No total, conversa com amigos chega a 29% de "muita influência" para escolha do candidato a presidente, contra 27% das conversas com parentes. Movimentos sociais alcançaram 28%. A seguir aparecem partidos (24%), políticos influentes (23%), líderes religiosos (21%) e artistas e celebridades somados (16%).
Por que a internet tem um peso tão grande na eleição? A constatação do Ibope é importante por levantar essa questão, mas, sozinha, não é suficiente para respondê-la. Outras pesquisas baseadas em resultados eleitorais e estudos empíricos ajudam a entender o fenômeno, mesmo que indiretamente.
Lançado em 2016 nos EUA, o livro "Democracy for Realists" vem provocando polêmica por contestar o conceito popular de que, na democracia, o eleitor tem preferências claras sobre o que o governo deve fazer e elege governantes que vão transformá-las em políticas públicas. Para os autores, e dezenas de fontes que eles compilam, não é bem assim. O "do povo, pelo povo, para o povo" funciona na boca dos políticos, mas não na prática.

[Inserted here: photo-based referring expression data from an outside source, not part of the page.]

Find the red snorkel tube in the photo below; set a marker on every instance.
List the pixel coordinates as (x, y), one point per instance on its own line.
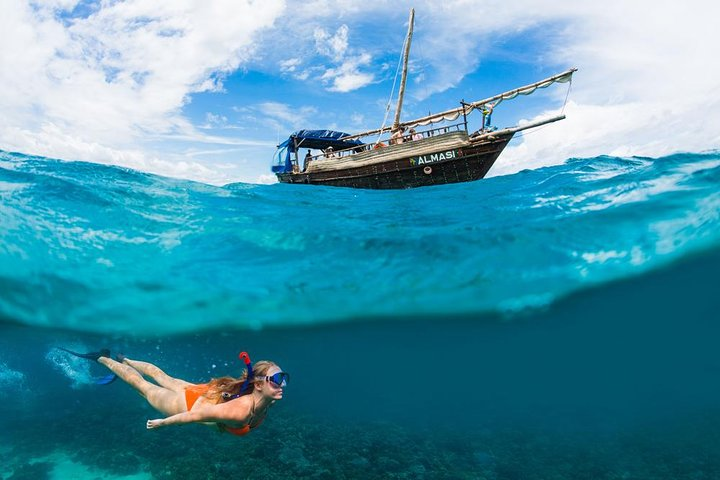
(246, 359)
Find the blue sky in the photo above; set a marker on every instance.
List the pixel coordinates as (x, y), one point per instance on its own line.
(204, 90)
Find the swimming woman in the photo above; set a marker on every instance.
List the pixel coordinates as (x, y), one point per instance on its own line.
(234, 405)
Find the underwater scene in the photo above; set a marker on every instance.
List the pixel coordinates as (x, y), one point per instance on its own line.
(559, 323)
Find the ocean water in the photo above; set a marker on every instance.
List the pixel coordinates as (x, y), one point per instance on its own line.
(561, 323)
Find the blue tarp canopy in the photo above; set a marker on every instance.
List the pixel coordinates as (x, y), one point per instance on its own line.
(312, 139)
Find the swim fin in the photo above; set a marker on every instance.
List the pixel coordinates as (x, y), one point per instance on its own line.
(108, 379)
(89, 356)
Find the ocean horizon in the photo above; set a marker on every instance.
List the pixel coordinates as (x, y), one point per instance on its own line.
(556, 323)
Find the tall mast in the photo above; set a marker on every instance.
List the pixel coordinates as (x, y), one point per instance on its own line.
(396, 123)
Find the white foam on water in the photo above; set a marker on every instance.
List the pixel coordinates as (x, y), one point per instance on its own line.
(77, 370)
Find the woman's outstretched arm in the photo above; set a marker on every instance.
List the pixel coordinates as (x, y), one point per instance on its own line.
(233, 411)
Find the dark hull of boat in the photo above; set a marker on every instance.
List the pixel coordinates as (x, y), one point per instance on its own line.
(472, 163)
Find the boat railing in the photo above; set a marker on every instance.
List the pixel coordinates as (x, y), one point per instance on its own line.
(382, 143)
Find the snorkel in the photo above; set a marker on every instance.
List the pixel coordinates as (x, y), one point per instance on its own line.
(246, 384)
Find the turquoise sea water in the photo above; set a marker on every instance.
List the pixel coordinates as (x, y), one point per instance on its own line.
(556, 323)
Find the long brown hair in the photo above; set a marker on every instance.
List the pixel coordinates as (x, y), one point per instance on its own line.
(225, 388)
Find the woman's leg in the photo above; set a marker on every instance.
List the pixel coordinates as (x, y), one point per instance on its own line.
(162, 399)
(154, 372)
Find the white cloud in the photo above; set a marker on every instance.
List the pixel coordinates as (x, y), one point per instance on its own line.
(117, 76)
(347, 76)
(646, 86)
(333, 46)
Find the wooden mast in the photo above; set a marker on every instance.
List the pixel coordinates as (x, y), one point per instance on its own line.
(396, 122)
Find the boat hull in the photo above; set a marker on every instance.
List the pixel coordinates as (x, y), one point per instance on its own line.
(472, 162)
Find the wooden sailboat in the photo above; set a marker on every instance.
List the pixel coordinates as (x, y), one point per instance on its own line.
(430, 156)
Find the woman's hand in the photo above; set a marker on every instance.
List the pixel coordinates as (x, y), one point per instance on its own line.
(157, 423)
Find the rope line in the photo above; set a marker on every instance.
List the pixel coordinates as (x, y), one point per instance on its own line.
(392, 92)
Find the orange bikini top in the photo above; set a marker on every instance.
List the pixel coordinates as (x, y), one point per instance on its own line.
(193, 392)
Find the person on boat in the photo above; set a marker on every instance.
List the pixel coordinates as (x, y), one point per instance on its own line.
(397, 136)
(233, 405)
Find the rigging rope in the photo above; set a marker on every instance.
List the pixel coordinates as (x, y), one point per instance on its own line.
(567, 95)
(392, 91)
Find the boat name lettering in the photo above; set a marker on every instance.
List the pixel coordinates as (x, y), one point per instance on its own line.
(434, 157)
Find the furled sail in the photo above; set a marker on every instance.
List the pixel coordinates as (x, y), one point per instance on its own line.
(455, 113)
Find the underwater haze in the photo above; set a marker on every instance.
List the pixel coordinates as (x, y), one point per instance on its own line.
(560, 323)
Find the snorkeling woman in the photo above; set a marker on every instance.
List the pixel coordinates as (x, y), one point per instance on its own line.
(234, 405)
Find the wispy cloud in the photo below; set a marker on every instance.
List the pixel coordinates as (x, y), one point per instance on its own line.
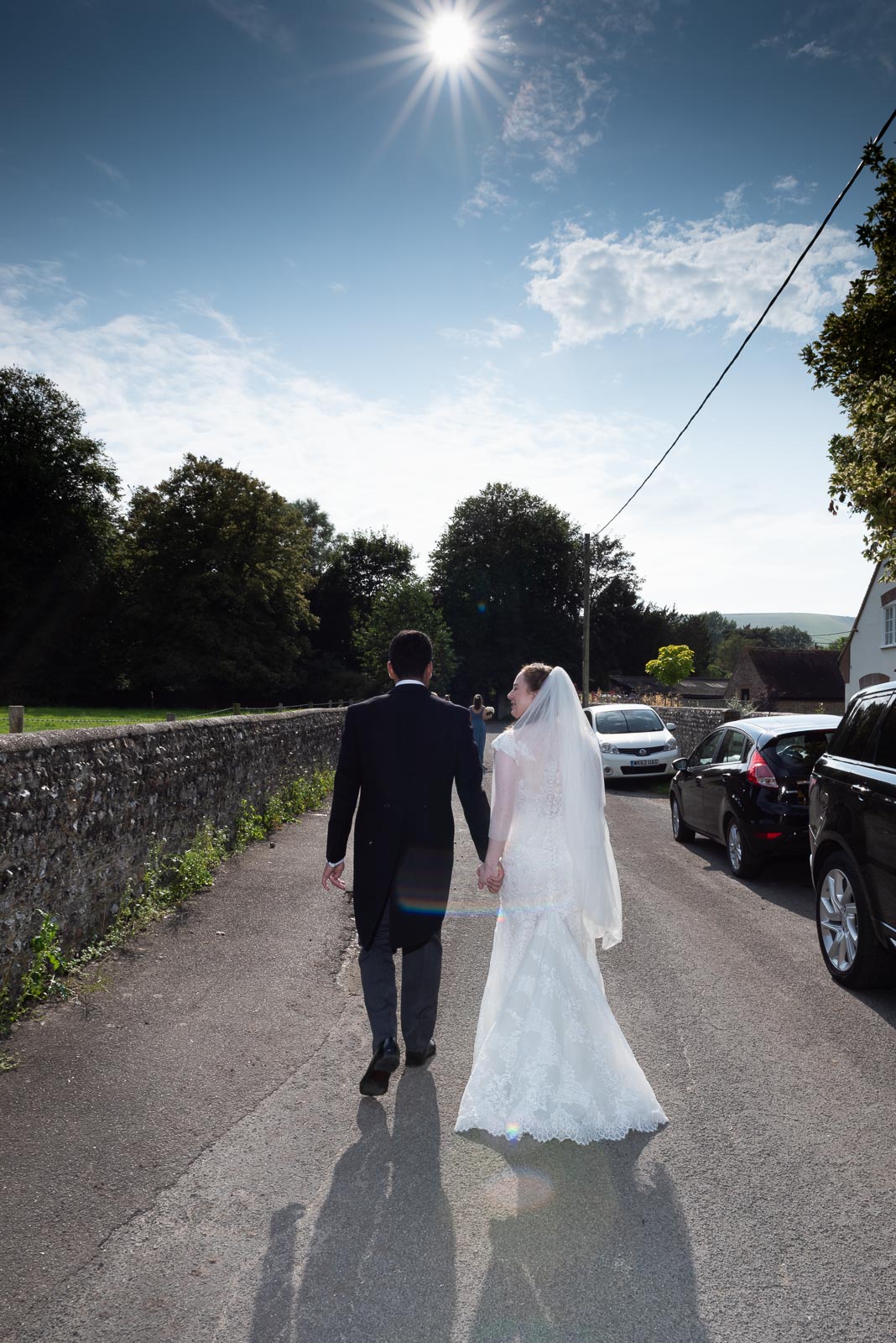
(495, 335)
(486, 198)
(203, 308)
(110, 208)
(154, 389)
(815, 51)
(113, 174)
(255, 20)
(681, 275)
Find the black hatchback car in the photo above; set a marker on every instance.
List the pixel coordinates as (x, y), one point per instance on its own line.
(852, 826)
(748, 786)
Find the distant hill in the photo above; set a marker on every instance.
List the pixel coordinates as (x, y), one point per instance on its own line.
(822, 629)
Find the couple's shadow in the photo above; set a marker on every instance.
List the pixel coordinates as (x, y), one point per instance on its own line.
(383, 1255)
(582, 1246)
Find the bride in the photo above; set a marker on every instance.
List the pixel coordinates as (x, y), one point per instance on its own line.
(550, 1058)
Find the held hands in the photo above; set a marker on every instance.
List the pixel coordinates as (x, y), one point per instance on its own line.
(490, 875)
(333, 876)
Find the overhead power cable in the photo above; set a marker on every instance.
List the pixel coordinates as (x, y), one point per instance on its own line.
(758, 324)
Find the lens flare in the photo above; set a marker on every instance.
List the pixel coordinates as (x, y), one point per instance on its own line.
(518, 1190)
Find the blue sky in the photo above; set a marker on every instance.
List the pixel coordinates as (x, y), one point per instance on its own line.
(227, 228)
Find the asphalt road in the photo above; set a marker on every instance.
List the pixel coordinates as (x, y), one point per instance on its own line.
(184, 1157)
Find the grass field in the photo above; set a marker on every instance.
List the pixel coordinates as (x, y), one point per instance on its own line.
(44, 719)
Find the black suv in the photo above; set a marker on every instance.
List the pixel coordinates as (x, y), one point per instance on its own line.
(746, 785)
(852, 829)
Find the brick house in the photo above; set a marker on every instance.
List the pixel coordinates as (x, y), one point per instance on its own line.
(789, 680)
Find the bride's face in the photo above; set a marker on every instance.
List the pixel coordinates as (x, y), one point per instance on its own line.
(519, 698)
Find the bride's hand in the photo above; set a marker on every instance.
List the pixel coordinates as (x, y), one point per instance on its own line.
(491, 876)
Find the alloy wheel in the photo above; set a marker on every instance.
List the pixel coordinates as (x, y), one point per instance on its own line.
(837, 920)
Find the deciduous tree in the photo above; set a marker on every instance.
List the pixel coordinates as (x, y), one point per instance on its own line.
(56, 546)
(855, 356)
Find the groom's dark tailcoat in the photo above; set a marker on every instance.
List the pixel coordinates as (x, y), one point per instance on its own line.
(403, 752)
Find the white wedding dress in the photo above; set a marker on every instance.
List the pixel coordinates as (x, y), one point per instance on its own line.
(550, 1058)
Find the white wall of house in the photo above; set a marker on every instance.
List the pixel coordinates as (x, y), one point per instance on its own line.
(871, 655)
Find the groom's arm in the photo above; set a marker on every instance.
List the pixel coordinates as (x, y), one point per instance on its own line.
(468, 779)
(345, 792)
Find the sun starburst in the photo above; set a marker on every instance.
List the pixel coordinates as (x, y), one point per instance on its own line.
(443, 44)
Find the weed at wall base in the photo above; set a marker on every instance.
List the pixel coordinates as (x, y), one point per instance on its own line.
(168, 880)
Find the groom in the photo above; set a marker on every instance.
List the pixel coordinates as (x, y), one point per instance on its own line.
(403, 752)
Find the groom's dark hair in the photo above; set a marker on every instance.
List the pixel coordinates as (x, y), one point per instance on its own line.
(409, 653)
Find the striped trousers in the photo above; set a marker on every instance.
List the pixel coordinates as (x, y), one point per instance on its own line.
(420, 978)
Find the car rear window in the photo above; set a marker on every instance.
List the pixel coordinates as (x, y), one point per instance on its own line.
(855, 735)
(795, 752)
(628, 720)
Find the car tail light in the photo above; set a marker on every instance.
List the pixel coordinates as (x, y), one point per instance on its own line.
(759, 772)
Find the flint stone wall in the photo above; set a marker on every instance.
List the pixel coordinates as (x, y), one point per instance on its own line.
(82, 812)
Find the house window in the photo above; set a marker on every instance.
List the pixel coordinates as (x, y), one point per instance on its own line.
(889, 624)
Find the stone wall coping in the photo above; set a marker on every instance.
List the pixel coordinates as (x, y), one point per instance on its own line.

No mundo real, pessoas elegem representantes mesmo cujas ideias e propostas estão em desacordo com o que elas pensam. Não fosse assim, os congressistas brasileiros deveriam sepultar em vez de aprovar as reformas da Previdência e trabalhista, rejeitadas pela maioria dos que os enviaram para Brasília.
Segundo Achens e Bartel, o eleitor não vota em ideias, mas em identidades. Elege quem ele imagina que representa o seu lado contra o outro - sejam quais forem os lados. É aquela piada irlandesa. "Você é católico ou protestante? Ateu. Mas você é ateu católico ou ateu protestante?". Ou seja: de que lado está?
Nos EUA, essa linha é mais fácil de traçar porque as identidades se resumem, eleitoralmente, a duas legendas. Mesmo na disruptiva eleição de Trump, 95% tanto de republicanos quanto de democratas votaram nos candidatos de seus partidos. E no Brasil, onde dois em cada três eleitores dizem não ter preferência partidária?
Nas eleições de 2004 a 2014, a geografia separou petistas de antipetistas. Bairros, cidades e Estados mais pobres ficaram majoritariamente de um lado; enquanto moradores dos locais mais ricos, em geral, ficaram do outro. Em 2016, não mais. A internet misturou e segue confundindo essas fronteiras. A construção de identidades virtuais via Facebook e Twitter aproxima forasteiros e afasta vizinhos. Proximidade física importa, mas menos.
Quanto mais tempo ele passar online, mais a internet influenciará o eleitor. O celular bateu a TV também na urna.